Türkiye özelinde durum böyle iken, İslâm dünyasının sair beldelerinde durum pek de farklı değildi. Cemaleddin Afgani’nin başını çektiği “Menar ekolü”nün, Osmanlı Hilâfeti’nin çöküş sürecine fikirsel boyutta büyük katkıları oldu. Batı’daki kalkınmışlığı, Katolik mezhebinin katı ve gerici anlayışı yerine Protestan mezhebinin yeni, akılcı ve çağın gerekliliklerine uygun bir inanç sistemi getirmesine dayandırdı. Bu ekol, İslâm’daki mezhepleri ve mezheplerin raflardaki içtihatlarını “Katolik” mezhebine benzetip kendilerini de “Protestan” olarak gördü. Nihayetinde tıpkı Batı dünyası gibi “dinde reform” hareketini savundu.

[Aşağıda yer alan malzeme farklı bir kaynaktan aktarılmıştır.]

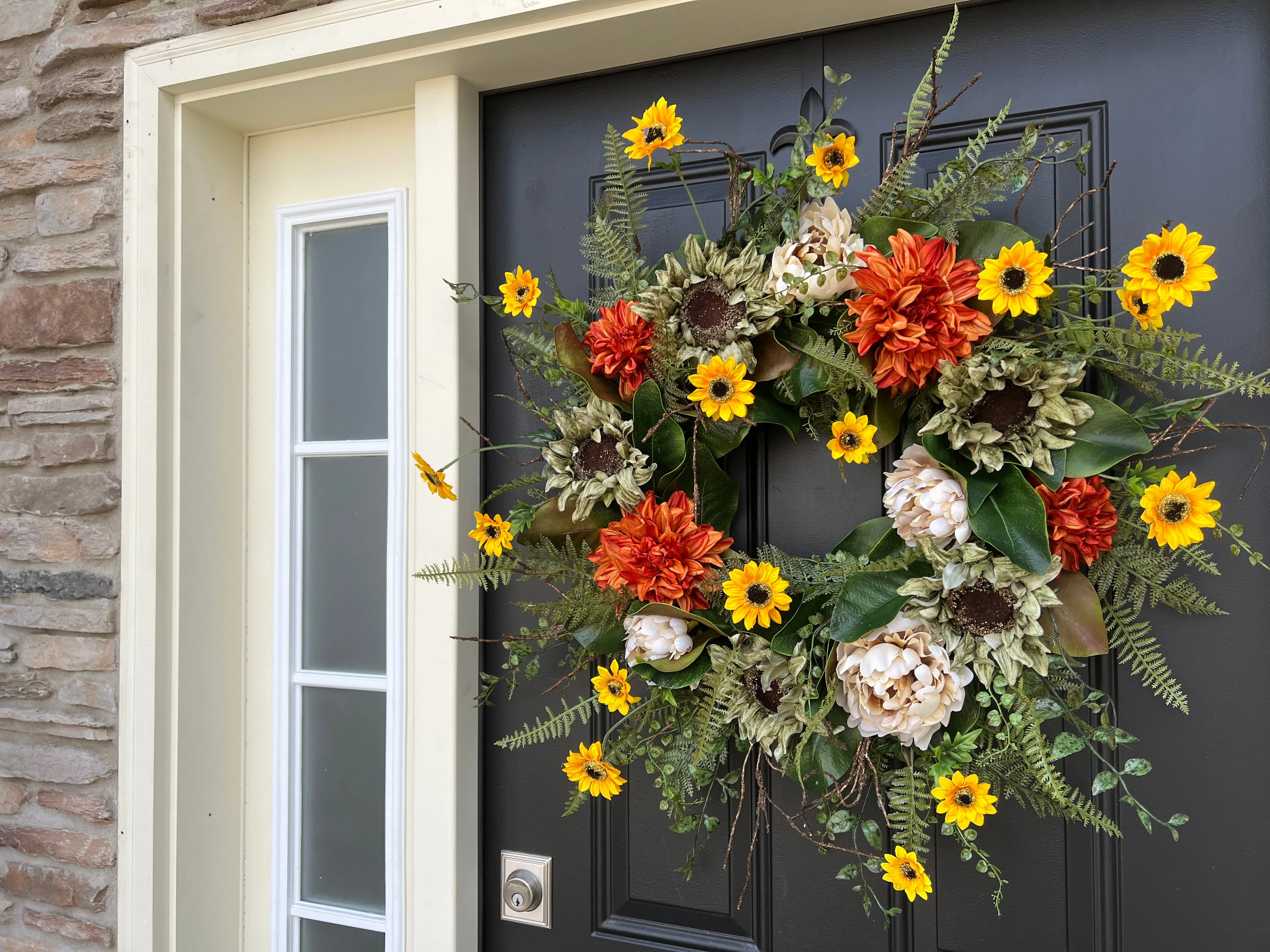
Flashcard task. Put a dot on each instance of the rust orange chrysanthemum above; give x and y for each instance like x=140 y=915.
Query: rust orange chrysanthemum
x=660 y=554
x=910 y=310
x=620 y=343
x=1081 y=521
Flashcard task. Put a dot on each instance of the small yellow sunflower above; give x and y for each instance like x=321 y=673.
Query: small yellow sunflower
x=1148 y=314
x=722 y=389
x=492 y=534
x=435 y=479
x=521 y=292
x=906 y=873
x=964 y=800
x=588 y=770
x=756 y=592
x=1170 y=266
x=853 y=439
x=660 y=129
x=1178 y=511
x=1015 y=280
x=832 y=162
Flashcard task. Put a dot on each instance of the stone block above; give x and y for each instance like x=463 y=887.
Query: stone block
x=60 y=496
x=69 y=653
x=58 y=315
x=65 y=449
x=54 y=763
x=26 y=539
x=65 y=257
x=58 y=888
x=63 y=374
x=69 y=927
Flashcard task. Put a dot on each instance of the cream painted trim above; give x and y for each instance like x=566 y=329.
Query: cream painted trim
x=336 y=61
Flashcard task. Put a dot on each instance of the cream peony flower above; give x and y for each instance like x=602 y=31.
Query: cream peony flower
x=799 y=267
x=652 y=638
x=926 y=501
x=896 y=683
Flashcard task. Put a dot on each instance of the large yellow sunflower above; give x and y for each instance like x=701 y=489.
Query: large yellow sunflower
x=521 y=292
x=1178 y=511
x=906 y=873
x=660 y=129
x=1148 y=314
x=614 y=690
x=1015 y=280
x=756 y=592
x=588 y=770
x=435 y=479
x=722 y=389
x=831 y=162
x=1170 y=266
x=492 y=534
x=853 y=439
x=964 y=800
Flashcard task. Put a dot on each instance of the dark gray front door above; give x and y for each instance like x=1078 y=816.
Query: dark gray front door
x=1178 y=93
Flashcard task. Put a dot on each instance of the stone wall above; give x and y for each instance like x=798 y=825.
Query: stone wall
x=61 y=83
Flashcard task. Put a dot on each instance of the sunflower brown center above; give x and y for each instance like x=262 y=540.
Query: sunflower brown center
x=708 y=314
x=983 y=609
x=1006 y=411
x=1174 y=508
x=603 y=456
x=1014 y=280
x=1169 y=268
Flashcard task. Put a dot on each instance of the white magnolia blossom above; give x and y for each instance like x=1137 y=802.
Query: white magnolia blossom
x=926 y=501
x=652 y=638
x=895 y=682
x=799 y=267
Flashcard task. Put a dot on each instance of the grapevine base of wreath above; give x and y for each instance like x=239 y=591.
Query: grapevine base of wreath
x=919 y=663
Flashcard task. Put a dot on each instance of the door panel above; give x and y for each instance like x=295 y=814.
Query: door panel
x=1178 y=96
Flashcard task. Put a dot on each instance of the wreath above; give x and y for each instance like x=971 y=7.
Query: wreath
x=919 y=663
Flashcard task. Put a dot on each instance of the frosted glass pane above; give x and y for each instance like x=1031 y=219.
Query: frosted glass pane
x=324 y=937
x=347 y=334
x=342 y=810
x=345 y=612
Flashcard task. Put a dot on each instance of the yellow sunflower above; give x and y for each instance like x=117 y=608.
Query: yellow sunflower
x=1148 y=314
x=964 y=800
x=492 y=534
x=521 y=292
x=660 y=129
x=853 y=439
x=591 y=774
x=1015 y=280
x=832 y=162
x=722 y=389
x=1178 y=511
x=756 y=592
x=435 y=479
x=614 y=690
x=1170 y=266
x=906 y=873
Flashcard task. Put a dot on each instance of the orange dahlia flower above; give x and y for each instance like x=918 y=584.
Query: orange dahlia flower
x=1081 y=521
x=911 y=309
x=660 y=554
x=620 y=343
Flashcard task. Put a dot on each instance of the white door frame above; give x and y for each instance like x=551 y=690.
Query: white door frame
x=190 y=103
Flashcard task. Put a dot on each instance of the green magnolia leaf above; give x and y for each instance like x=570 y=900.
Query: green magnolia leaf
x=868 y=601
x=978 y=485
x=1105 y=440
x=1013 y=521
x=1079 y=621
x=985 y=239
x=877 y=231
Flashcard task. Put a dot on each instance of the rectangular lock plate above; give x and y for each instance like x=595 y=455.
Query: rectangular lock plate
x=541 y=867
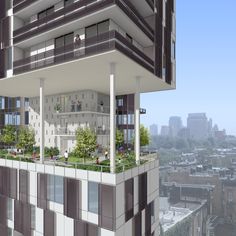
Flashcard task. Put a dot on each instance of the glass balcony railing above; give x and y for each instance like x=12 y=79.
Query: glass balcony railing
x=74 y=12
x=110 y=40
x=77 y=106
x=65 y=131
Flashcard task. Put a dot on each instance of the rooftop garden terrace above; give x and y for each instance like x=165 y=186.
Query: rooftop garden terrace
x=124 y=162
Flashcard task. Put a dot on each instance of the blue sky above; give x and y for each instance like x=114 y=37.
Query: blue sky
x=206 y=66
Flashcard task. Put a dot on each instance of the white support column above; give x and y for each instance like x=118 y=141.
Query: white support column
x=112 y=119
x=137 y=120
x=42 y=120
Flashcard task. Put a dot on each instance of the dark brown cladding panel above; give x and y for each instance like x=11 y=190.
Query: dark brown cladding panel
x=2 y=9
x=148 y=223
x=24 y=185
x=107 y=207
x=168 y=31
x=137 y=225
x=2 y=63
x=3 y=211
x=22 y=218
x=158 y=38
x=8 y=182
x=82 y=228
x=3 y=230
x=5 y=32
x=49 y=222
x=13 y=183
x=72 y=199
x=42 y=191
x=129 y=199
x=142 y=191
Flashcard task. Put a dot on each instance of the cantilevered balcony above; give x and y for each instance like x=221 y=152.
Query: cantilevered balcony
x=77 y=107
x=65 y=131
x=102 y=43
x=79 y=10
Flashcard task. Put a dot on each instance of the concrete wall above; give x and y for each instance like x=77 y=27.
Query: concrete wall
x=67 y=122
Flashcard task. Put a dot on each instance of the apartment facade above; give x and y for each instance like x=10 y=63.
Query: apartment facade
x=75 y=60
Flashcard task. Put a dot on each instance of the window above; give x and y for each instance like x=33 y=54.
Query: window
x=97 y=29
x=55 y=189
x=17 y=102
x=68 y=2
x=32 y=217
x=129 y=38
x=26 y=117
x=130 y=119
x=2 y=103
x=9 y=209
x=120 y=102
x=63 y=45
x=152 y=212
x=103 y=27
x=45 y=13
x=93 y=197
x=173 y=49
x=9 y=232
x=26 y=103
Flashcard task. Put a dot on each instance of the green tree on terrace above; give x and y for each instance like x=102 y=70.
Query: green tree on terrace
x=8 y=136
x=144 y=136
x=26 y=139
x=86 y=143
x=119 y=138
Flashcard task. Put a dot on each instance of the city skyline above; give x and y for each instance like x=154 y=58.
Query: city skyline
x=206 y=61
x=184 y=123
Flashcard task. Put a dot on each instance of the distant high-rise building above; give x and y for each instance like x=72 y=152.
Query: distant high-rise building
x=153 y=130
x=165 y=130
x=175 y=125
x=210 y=134
x=197 y=124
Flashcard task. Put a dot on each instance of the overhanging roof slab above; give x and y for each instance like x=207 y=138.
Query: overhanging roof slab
x=88 y=73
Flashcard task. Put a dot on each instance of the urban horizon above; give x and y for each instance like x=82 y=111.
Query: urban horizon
x=184 y=122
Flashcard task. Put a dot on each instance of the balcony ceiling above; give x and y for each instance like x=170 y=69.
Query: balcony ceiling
x=89 y=73
x=142 y=7
x=35 y=8
x=113 y=12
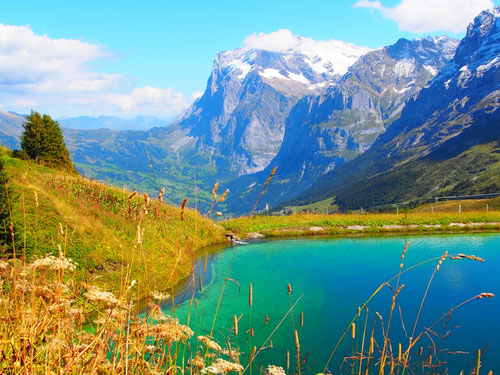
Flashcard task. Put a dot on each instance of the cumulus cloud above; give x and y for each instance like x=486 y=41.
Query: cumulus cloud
x=422 y=16
x=334 y=53
x=150 y=97
x=60 y=75
x=196 y=95
x=277 y=41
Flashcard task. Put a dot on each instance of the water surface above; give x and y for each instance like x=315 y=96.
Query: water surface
x=335 y=277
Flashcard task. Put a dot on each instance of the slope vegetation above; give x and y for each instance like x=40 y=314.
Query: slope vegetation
x=109 y=232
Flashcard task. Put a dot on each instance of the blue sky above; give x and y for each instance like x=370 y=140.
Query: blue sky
x=150 y=57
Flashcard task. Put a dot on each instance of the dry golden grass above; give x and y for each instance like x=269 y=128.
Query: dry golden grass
x=306 y=223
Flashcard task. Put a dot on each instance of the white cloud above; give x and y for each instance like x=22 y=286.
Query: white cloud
x=422 y=16
x=335 y=53
x=196 y=95
x=59 y=76
x=152 y=98
x=277 y=41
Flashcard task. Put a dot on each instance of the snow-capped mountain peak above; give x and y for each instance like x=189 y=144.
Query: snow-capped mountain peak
x=291 y=58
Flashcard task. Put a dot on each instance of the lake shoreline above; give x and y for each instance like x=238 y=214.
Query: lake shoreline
x=368 y=231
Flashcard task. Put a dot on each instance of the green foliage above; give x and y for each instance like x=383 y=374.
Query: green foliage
x=43 y=142
x=4 y=207
x=97 y=226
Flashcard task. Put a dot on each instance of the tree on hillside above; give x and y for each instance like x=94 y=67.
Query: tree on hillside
x=43 y=142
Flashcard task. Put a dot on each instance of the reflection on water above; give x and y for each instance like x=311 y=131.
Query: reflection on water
x=335 y=276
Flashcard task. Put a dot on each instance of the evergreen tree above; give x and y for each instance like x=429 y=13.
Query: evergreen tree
x=43 y=142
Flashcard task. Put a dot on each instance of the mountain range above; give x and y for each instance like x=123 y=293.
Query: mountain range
x=360 y=127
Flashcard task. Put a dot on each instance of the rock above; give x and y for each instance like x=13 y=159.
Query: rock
x=357 y=227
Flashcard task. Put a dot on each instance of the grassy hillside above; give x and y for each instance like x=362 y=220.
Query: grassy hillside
x=476 y=170
x=107 y=231
x=310 y=223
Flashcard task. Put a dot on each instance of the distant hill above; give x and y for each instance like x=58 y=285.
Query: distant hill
x=324 y=132
x=447 y=141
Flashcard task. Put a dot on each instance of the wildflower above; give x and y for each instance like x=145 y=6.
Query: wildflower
x=55 y=264
x=159 y=296
x=197 y=362
x=222 y=366
x=275 y=370
x=223 y=196
x=97 y=295
x=214 y=191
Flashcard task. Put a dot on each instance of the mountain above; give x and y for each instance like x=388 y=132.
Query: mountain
x=115 y=123
x=446 y=142
x=235 y=127
x=240 y=119
x=10 y=129
x=323 y=132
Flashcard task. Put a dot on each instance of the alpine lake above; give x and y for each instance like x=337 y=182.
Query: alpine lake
x=331 y=278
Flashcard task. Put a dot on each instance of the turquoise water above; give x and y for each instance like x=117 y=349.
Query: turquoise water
x=335 y=276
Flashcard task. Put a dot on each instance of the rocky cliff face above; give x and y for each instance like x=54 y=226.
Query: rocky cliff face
x=240 y=118
x=323 y=132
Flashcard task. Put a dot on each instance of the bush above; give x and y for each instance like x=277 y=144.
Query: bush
x=43 y=142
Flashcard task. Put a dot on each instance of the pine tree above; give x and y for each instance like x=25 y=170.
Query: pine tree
x=43 y=142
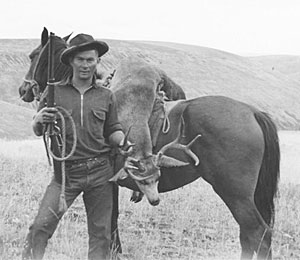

Müslümanların menfaatine olan her şeyin, İslâm’dan olduğu görüşünü savunan bu ekol müntesipleri; menfaatler ile şer’i naslar çeliştiğinde, menfaatleri bu kılıf altında şer’i ahkama uygun hale getirdi. Zamanla kapitalistlerle aralarında hiçbir fark kalmadı. Menfaatperest bir şahsiyet inşa edildi.

Menarcıların ve onlardan etkilenen birçok şahsiyetin savunduğu “İttihadi İslâm” fikri, asıl itibariyle ulus-devlet anlayışının meşrulaştırılmasından başka bir şey değildi.

Türkiye’de cumhuriyetin demir yumruğu karşısında ağır hasar alan Müslümanlar, bir de Menar ekolünün fikirleriyle tanışınca, hasarlar felce dönüştü.

7 Ekim’de mücahitlerin Yahudi varlığı “İsrail”e karşı başlattıkları saldırı ve sonrasında yaşananlar, bahsettiğimiz kalıcı hasarların ve geçirilen felcin boyutlarını da gözler önüne serdi. Müslüman âlimlerin, Gazze konusunda ürettikleri çözüm önerileri, son yüz yılın özeti gibidir.

Onlar, konu hakkında şer’i hükmün ne olduğunu araştırmadılar. Kalıcı ve gerçek çözüme odaklanmadılar. Tıpkı geçmişte olduğu gibi çözüm olmayan önerileri, şaşalı cümlelerle “çözüm” olarak sundular. Alışkanlık ola ki iktidarın Gazze meselesindeki iki yüzlülüğü, hiç gündeme taşınmadı. Orduların harekete geçmesi talep edilmedi. Bunun yerine -her zaman olduğu gibi- suçlunun yine Müslümanların kendisi olduğu ilan edildi. Camilerin sabah namazlarında dolması ile zafer arasında bir bağlantı kuruldu. “Yapacak bir şeyimiz yok, elimizden bir şey gelmiyor” yalanının arkasına sığınıldı. Lüks villalarındaki hizmetliler sabah namazına uyandırdığında, “lütfedilip” Gazze için dua edildi.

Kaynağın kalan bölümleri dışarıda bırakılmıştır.